This whole project aims to compute the measure used for the dynamic network definition on GPU devices. The purpose of the GPU usage is to accelerate the computation that usually on CPU requires a long time.

In this project actually are implemented the following measures:

  • Pearson correlation coefficient.

Project versions

Pearson Coefficient

There are three different version of the program that computes the pearson correlation coeeficient.

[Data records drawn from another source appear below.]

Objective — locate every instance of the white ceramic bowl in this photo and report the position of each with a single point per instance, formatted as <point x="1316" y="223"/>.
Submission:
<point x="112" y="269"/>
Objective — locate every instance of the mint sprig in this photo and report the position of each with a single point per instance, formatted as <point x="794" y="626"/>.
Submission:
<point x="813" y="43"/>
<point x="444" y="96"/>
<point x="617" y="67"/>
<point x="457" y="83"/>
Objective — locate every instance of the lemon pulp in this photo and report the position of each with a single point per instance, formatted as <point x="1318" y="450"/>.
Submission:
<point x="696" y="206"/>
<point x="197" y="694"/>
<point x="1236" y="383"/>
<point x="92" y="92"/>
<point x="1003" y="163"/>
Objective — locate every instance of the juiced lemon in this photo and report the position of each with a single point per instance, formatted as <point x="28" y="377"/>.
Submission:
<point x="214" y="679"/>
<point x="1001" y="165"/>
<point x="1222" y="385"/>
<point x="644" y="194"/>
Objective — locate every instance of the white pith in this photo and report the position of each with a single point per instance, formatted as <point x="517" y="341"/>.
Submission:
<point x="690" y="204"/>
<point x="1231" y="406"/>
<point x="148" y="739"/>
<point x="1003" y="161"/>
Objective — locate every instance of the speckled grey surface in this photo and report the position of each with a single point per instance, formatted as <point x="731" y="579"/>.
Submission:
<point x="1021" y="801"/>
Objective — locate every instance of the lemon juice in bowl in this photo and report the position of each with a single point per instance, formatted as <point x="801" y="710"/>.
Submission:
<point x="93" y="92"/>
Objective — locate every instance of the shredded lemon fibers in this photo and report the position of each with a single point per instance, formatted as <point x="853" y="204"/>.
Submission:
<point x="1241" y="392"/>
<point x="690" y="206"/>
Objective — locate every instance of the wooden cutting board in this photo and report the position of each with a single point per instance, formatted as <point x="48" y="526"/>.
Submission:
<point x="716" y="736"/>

  • Integer Version: takes as input Integer values and the results is composed by a series of files (one per each time instant) that represent the similarity matrices. You can find it in the folder 'pearsonComputationInteger' (Integer Version Folder).
  • Float Version: takes as input Float values and the results is composed by a series of files (one per each time instant) that represent the similarity matrices. You can find it in the folder 'pearsonComputationFloat' (Float Version Folder).
  • Counter Version: takes as input Integer values and the results is composed by the number pairs with the similarity in each interval from -1 to +1 with step 0.1. You can find it in the folder 'pearsonComputationCounter' (Counter Version Folder).

Input Data Format

The input data format accepted by the program is composed by two different text files: one conntaining the values of each node for each time instant and the other containinng some information.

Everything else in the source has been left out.